可是後來他才發現自己錯了,是他多心的猜測罷了,她不過是個盲女。

在大堂中,面對大哥與衆人的嘲諷,她依舊沒有一絲一毫的怯懦與自卑,反而更加自信地迎視着衆人,言辭中咄咄逼人。

原來,她要他送她回清荷樓并不是刻意接近,而是眼盲,根本無法回清荷樓。

原來,她要他送牽着她回清荷樓并不是刻意的勾引,而是因爲眼盲,跟不上他的步伐。

爲何她要裝做看的見,爲何不将實情說出來?

後來他才明白,這不過是她爲了保留自己最後一點點自尊罷了,嫁到上官家備受冷落四年已被一府上下看了笑話,若是讓人知曉她眼盲,将會得到更多的嘲諷。

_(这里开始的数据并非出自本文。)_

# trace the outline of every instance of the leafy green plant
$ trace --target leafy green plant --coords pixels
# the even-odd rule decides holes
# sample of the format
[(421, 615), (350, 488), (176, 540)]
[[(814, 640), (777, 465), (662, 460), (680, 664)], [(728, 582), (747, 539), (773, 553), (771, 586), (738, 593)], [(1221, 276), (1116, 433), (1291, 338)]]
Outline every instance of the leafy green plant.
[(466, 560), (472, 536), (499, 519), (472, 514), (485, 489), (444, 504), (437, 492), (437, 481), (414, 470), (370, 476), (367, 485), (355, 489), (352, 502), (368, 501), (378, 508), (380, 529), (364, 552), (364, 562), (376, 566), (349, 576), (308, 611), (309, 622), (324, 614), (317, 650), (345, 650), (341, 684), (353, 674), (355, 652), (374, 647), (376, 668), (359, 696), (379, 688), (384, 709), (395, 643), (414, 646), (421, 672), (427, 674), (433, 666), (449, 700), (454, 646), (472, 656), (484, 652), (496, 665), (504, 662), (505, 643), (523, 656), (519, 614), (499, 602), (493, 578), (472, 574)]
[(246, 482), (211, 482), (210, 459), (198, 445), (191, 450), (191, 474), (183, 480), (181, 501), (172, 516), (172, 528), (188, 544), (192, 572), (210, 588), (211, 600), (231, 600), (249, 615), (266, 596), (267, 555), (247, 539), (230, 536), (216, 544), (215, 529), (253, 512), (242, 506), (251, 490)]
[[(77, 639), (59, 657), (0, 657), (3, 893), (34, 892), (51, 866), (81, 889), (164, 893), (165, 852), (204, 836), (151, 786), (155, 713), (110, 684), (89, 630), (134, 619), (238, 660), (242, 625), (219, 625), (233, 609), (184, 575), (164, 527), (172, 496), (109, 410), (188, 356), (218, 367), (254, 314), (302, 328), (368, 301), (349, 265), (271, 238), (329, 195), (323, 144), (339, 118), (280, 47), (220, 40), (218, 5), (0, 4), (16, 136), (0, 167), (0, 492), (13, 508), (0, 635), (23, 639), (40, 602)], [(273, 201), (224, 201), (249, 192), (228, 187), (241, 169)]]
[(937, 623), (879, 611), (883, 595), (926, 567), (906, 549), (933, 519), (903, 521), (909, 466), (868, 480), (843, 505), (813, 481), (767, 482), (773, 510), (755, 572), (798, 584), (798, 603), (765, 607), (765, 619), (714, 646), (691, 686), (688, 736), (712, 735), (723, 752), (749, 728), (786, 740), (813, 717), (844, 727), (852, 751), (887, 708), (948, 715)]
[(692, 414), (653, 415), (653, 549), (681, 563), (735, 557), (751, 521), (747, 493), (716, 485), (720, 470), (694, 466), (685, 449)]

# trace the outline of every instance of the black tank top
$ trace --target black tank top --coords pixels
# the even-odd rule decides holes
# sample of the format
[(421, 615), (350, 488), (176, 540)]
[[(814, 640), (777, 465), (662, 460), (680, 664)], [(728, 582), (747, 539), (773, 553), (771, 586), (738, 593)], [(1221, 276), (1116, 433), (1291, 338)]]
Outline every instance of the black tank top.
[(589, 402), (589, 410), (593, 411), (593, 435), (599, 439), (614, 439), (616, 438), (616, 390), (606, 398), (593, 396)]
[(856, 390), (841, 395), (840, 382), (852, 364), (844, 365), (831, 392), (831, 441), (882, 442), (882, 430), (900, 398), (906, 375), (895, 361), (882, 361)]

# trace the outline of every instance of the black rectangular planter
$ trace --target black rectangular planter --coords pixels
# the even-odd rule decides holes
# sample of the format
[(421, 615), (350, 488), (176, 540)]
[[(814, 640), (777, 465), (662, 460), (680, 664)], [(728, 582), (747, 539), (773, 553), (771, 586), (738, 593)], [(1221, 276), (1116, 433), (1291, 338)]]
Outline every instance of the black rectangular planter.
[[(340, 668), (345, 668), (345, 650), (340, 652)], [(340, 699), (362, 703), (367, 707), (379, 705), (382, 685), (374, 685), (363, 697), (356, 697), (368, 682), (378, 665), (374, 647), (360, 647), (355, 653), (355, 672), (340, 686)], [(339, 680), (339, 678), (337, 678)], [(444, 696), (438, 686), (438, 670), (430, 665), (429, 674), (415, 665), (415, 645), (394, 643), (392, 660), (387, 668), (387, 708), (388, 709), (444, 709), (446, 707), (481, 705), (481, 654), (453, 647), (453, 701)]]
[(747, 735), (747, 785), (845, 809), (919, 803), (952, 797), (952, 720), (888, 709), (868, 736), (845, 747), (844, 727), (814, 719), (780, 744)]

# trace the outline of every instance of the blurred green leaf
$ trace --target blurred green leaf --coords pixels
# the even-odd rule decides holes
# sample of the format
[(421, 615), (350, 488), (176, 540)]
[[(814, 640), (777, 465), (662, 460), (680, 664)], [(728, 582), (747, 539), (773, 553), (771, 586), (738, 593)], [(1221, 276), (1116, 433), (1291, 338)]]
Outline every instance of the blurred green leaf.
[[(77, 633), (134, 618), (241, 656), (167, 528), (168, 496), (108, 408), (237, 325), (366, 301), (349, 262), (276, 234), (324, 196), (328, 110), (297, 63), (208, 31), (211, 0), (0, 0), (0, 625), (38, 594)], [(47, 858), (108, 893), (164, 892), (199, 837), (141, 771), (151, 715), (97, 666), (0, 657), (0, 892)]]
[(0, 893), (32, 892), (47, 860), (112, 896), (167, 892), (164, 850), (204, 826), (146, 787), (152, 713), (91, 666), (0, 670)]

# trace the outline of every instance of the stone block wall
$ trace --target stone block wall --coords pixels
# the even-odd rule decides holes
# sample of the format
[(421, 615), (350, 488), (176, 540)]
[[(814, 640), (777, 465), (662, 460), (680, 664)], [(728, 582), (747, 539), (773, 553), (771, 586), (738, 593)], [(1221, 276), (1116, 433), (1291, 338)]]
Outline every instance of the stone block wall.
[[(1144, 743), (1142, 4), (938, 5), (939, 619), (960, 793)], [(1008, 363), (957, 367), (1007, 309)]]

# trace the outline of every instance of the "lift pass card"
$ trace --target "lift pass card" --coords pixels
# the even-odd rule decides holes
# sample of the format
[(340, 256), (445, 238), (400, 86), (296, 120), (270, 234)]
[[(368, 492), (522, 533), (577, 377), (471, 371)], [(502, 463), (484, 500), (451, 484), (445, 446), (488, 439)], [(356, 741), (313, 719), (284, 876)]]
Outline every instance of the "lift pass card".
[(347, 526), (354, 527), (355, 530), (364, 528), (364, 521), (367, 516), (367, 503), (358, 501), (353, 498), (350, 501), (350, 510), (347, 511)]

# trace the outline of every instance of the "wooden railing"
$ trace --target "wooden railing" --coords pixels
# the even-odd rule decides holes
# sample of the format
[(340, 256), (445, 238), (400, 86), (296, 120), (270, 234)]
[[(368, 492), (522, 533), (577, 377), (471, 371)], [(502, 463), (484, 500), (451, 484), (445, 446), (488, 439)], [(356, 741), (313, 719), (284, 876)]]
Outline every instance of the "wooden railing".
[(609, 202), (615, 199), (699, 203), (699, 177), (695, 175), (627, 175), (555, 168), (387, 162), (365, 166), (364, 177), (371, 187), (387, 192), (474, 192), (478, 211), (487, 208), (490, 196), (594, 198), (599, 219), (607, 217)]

在之後的日子中,大哥突然對她格外的好,與之前簡直判若兩人,到底是什麽讓大哥有了這樣的轉變。是真心,還是别有所圖?他想,是後者居多吧。

但是,他更希望大哥是真的喜歡上了她,以爲大哥已經孤單太久。雖然他的身邊永遠都不缺女人,但是他從來沒有見過大哥真正的笑過,永遠都是那樣虛無的假笑,令人看不透他心中到底在想些什麽。

可是自從大哥和她在一起那段時光,他時常看見大哥的唇邊挂着淺淺的笑意,也許他自己從來沒有發覺過,但是那笑看在他眼中卻是那樣真切。

大哥自幼便背負着屬于上官家族的責任,保住南國首富的地位。到後來,上官家族那群所謂的元老們已不甘背負南國首富之名,更想出仕朝廷,控制朝野。大哥他雖是上官家族如今的主事者,但是也不得不忌憚他們的言語……又或者,大哥也是想要這天下的。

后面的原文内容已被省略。